Ada banyak malam yang kuhabiskan untuk menangisi bagaimana masa lalu sepertinya terlalu dewasa untuk aku yang saat itu masih duduk di bangku Sekolah Dasar. Saat itu, hal ini tidak pernah kupermasalahkan, namun seiring berjalannya waktu, hal ini menjadi perkara yang membuat batinku cukup terluka. Aku sering menangis hanya karena masa lalu yang sama sekali tak bisa diulang. Hal ini aku simpan selama kurang lebih 5 tahun dengan berbagai cara yang telah aku coba untuk berdamai dengannya.

Ada luka batin dalam diriku yang tiba-tiba mendesak keluar, tentang bagaimana Mama yang lebih sering memprioritaskan pekerjaannya daripada aku, anaknya. Saat itu, jarak antara rumah dengan sekolah sekitar 10 kilometer yang ditempuh selama 30 menit dengan menaiki 2x angkutan umum karena tidak ada angkutan umum dari rumah yang langsung menuju area sekolah. Saat memulainya aku baru duduk di bangku kelas 3 SD yang setelah kupikir saat ini, “Kok Mama dan Ayah berani melepasku sendiri berangkat ke sekolah?” Tak ada pikiran buruk saat itu. Aku lebih sering menikmati dan menerima bahwa kedua orangtua bekerja sehingga tidak ada waktu untuk sekedar mengantarku ke sekolah.

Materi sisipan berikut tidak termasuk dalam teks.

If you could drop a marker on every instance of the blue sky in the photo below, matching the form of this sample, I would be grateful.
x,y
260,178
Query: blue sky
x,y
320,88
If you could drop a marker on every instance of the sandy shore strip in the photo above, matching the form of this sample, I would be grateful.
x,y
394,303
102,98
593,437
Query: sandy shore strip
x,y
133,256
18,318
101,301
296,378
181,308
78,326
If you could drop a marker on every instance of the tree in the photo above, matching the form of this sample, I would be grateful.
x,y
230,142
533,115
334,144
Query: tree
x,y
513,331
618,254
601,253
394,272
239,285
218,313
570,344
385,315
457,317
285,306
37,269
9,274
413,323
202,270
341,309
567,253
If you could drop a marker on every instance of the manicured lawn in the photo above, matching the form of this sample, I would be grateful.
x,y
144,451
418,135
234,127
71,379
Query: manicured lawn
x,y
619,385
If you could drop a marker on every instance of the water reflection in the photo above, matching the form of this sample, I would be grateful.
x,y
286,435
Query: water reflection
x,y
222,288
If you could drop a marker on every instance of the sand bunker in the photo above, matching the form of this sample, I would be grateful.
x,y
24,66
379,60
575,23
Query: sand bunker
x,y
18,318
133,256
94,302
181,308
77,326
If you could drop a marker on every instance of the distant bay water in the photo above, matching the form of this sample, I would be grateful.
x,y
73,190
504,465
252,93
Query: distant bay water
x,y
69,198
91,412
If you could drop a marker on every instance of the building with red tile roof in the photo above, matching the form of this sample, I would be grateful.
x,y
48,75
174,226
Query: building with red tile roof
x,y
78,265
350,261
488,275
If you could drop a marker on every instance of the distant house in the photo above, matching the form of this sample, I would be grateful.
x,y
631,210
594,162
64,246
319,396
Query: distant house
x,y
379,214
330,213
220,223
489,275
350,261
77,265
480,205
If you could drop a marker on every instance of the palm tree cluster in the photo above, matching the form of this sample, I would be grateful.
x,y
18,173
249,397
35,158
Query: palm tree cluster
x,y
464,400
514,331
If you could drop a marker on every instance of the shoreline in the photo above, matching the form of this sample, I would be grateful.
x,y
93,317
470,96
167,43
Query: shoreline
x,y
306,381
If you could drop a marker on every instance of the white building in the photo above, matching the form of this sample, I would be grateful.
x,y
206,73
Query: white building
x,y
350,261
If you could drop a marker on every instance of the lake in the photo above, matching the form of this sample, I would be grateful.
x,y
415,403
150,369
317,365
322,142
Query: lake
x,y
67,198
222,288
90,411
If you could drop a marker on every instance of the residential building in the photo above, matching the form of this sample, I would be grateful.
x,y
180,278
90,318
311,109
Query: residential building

Namun, sebagai anak kecil, tentu saja terkadang aku iri dengan teman-teman yang diantar dan dijemput sekolah oleh orangtuanya. Hingga beberapa kali aku tantrum, merengek untuk diantarkan menuju sekolah yang lebih sering ditolak oleh Mamaku. Mama akan lebih memilih meladeni rengekan dan tangisanku daripada mengalah untuk mengantarkanku yang mungkin akan lebih bisa menghemat waktu atau Mama akan lebih memilih untuk memberikan uang lebih daripada mengantarkanku. Demi merasakan manisnya duduk di kursi penumpang mobil Mama, aku akan mengiyakan jika Mama hanya mengantarkanku seperempat perjalanan, setidaknya Mama mau meluangkan sedikit waktu untukku. Itu adalah sebuah kenikmatan bagiku.

Awalnya, aku tidak pernah berniat untuk mengungkapkan semua ini kepada Mama karena aku takut menyakiti perasaannya. Namun, tangisan di malam hari dengan memori-memori masa lalu yang menjadi luka batin untukku tak pernah berhenti datang setidaknya sekali dalam sebulan membuat malamku menjadi muram, hatiku merasakan sedih mendalam, dan tidurku tak pernah tentram. Hal ini cukup mengganggu. 

Setelah mencari jawaban kesana kemari, bercerita kepada teman hingga psikologi akhirnya aku memutuskan untuk mengungkapkan luka batin ini kepada Mama. Saat itu, aku sedang menangis karena lagi-lagi mengingat masa lalu itu, rasanya seperti memutar kaset rusak, dengan sisa-sisa tenaga dan keberanian yang kumiliki aku menulis semua keluh kesahku di sebuah note yang kemudian aku salin dan kukirimkan kepada Mama. 

Ini adalah sebuah dilema besar bagiku, karena selama ini aku tidak pernah mengungkapkan perasaan terdalamku kepada Mama. Aku terbiasa jauh dari kedua orang tuaku karena setelah lulus sekolah dasar mereka langsung memasukkanku ke sebuah pondok pesantren yang menjadi saksi tumbuh kembangku. Mengungkapkan perasaan yang sesungguhnya sangat jarang kulakukan kepada mereka, aku lebih sering menyimpannya dalam-dalam atau menceritakannya kepada teman.

Pada tanggal cantik dimana orang-orang sibuk berkoar tentang tanggal yang tepat untuk jadian, aku melakukan pengakuan, mengungkapkan luka batin masa lalu kepada Mama. Mencoba mengeratkan ikatan antara ibu dan anak yang terlihat dekat namun berjarak. Setidaknya, aku merasa lebih lega dan sedikit was-was, pasalnya Mama belum membalas pesanku. Mungkin, ia tertidur. Biarlah, setidaknya aku berhasil mengungkapkan apa yang menghantuiku.